"Ben C" <> wrote in message
news:...
> On 2009-01-30, Zach <> wrote:
>>
>> "Ben C" <> wrote in message
>> news:...
>>> On 2009-01-30, Zach <> wrote:
>>>>
>>>> "JD" <> wrote in message
>>>> news:...
>>>>
>>>><< snipped >>
>>>>
>>>>>> I answered the guy's question.
>>>>>
>>>>> How, by supplying an indiscriminate list of character entity
>>>>> references?
>>>>> That's like giving somebody the entire alphabet when they ask which
>>>>> letters are vowels.
>>>>
>>>> oooooooooooooooooooooooooooooooooooooooooooooooooo
>>>>
>>>> Oh. Oh. If a response isn't to your liking, then say so politely.
>>>>
>>>> oooooooooooooooooooooooooooooooooooooooooooooooooo
>>>>
>>>> You wrote: "Is there a definitive list somewhere of which characters
>>>> need
>>>> to
>>>> be
>>>> encoded and which do not?"
>>>>
>>>> I would:
>>>> 1. transform the text into an array of characters
>>>> 2. see what the accii value is of each character
>>>
>>> It might not have an ASCII value (nor even an ISO-8859-1 value) which is
>>> the whole problem.
>>>
>>>> 3. see if the acii value < or > certain values
>>>
>>> If all the characters have ASCII values, then it is not necessary to
>>> check if they are outside any particular range-- the OP was using
>>> ISO-8859-1 of which ASCII is a subset.
>>>
>>>> 4. if so, see whether it is contained in the list I gave you
>>>> 5. if it is, substitute
>>>
>>> Then any character whose unicode value is outside the range that
>>> ISO-8859-1 can encode needs to be substituted. There's no other list to
>>> check them against, unless you are thinking of using e.g. " "
>>> instead
>>> of
>>> " ", which is more readable. In that case I suppose you get the
>>> list from http://www.w3.org/TR/REC-html40/sgml/entities.html.
>>
>>
>>
>> "the OP was using ISO-8859-1 "
>> Re: http://htmlhelp.com/reference/charset/
>> Sorry, I don't understand why character for character converting wouldn't
>> work.
>
> It would.
>
> ASCII and ISO-8859-1 are both encodings. ASCII is a subset of
> ISO-8859-1. The OP's destination encoding is ISO-8859-1 and his source
> encoding is presumably a superset of ISO-8859-1 (perhaps UTF-
.
>
> So we need to decode the source, character for character, and output it
> in the destination encoding, using &# thingies for any characters that
> aren't in ISO-8859-1.
>
> What we're not doing is decoding ASCII source and outputting it to some
> encoding that's a subset of ASCII (if there is such a thing).
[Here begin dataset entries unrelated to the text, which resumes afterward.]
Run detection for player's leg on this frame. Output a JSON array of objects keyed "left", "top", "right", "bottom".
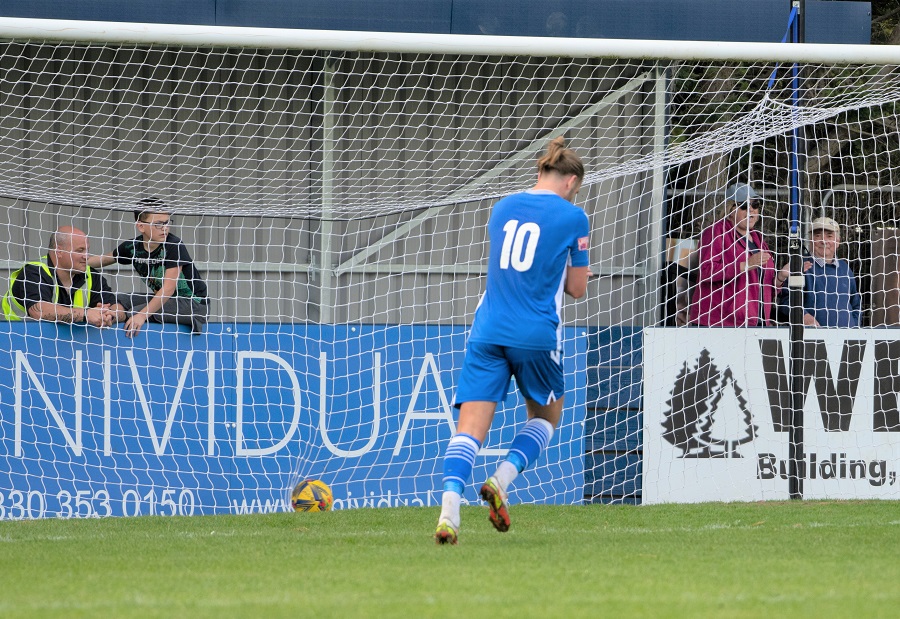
[
  {"left": 481, "top": 349, "right": 565, "bottom": 532},
  {"left": 434, "top": 343, "right": 511, "bottom": 544},
  {"left": 434, "top": 401, "right": 496, "bottom": 544}
]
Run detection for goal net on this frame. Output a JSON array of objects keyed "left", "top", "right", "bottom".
[{"left": 0, "top": 20, "right": 900, "bottom": 518}]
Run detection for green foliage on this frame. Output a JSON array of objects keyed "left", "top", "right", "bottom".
[{"left": 0, "top": 501, "right": 900, "bottom": 618}]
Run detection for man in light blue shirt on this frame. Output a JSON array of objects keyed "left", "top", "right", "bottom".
[
  {"left": 776, "top": 217, "right": 861, "bottom": 327},
  {"left": 434, "top": 137, "right": 590, "bottom": 544}
]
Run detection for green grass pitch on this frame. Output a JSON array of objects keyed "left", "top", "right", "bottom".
[{"left": 0, "top": 501, "right": 900, "bottom": 618}]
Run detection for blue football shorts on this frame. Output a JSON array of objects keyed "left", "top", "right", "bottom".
[{"left": 453, "top": 342, "right": 565, "bottom": 408}]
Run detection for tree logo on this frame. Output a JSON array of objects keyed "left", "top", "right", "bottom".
[{"left": 662, "top": 348, "right": 759, "bottom": 458}]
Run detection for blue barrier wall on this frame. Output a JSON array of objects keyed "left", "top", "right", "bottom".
[
  {"left": 0, "top": 0, "right": 871, "bottom": 44},
  {"left": 0, "top": 321, "right": 587, "bottom": 519}
]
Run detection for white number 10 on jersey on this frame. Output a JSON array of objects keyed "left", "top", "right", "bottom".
[{"left": 500, "top": 219, "right": 541, "bottom": 271}]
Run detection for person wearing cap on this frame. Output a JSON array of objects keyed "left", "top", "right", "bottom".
[
  {"left": 775, "top": 217, "right": 861, "bottom": 327},
  {"left": 2, "top": 226, "right": 126, "bottom": 327},
  {"left": 689, "top": 183, "right": 778, "bottom": 327},
  {"left": 88, "top": 198, "right": 209, "bottom": 337}
]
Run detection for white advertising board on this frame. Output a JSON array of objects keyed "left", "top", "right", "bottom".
[{"left": 643, "top": 328, "right": 900, "bottom": 504}]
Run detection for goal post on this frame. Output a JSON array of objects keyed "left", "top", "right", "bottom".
[{"left": 0, "top": 19, "right": 900, "bottom": 518}]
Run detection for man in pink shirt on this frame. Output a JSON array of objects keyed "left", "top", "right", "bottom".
[{"left": 690, "top": 183, "right": 777, "bottom": 327}]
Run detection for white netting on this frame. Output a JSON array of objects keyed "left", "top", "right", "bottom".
[{"left": 0, "top": 20, "right": 900, "bottom": 517}]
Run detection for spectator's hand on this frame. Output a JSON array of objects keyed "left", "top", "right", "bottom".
[
  {"left": 97, "top": 303, "right": 116, "bottom": 327},
  {"left": 84, "top": 303, "right": 112, "bottom": 329},
  {"left": 747, "top": 251, "right": 772, "bottom": 271},
  {"left": 125, "top": 312, "right": 147, "bottom": 337}
]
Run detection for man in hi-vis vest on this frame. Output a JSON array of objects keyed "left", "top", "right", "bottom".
[{"left": 3, "top": 226, "right": 126, "bottom": 327}]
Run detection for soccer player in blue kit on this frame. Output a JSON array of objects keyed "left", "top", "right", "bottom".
[{"left": 434, "top": 137, "right": 591, "bottom": 544}]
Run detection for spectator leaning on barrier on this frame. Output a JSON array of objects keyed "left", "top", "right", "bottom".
[
  {"left": 775, "top": 217, "right": 860, "bottom": 327},
  {"left": 88, "top": 198, "right": 209, "bottom": 337},
  {"left": 3, "top": 226, "right": 126, "bottom": 327},
  {"left": 690, "top": 183, "right": 776, "bottom": 327}
]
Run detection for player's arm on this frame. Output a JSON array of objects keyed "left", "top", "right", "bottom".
[
  {"left": 88, "top": 252, "right": 116, "bottom": 269},
  {"left": 565, "top": 266, "right": 591, "bottom": 299}
]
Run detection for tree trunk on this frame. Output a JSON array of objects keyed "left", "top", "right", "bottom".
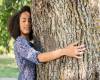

But that's
> what your method seemed to be describing.
oooooooooooooooooooooooooooooooooooooooooooooooooo ooo
Great, this defines what needs to be done then.
The guy need two lists
(1.) an ISO-8859-1 list
(2.) a thingies list.
If the char isn't in (1.) then the char must be
converted, using (2.). No big deal then.
Zach.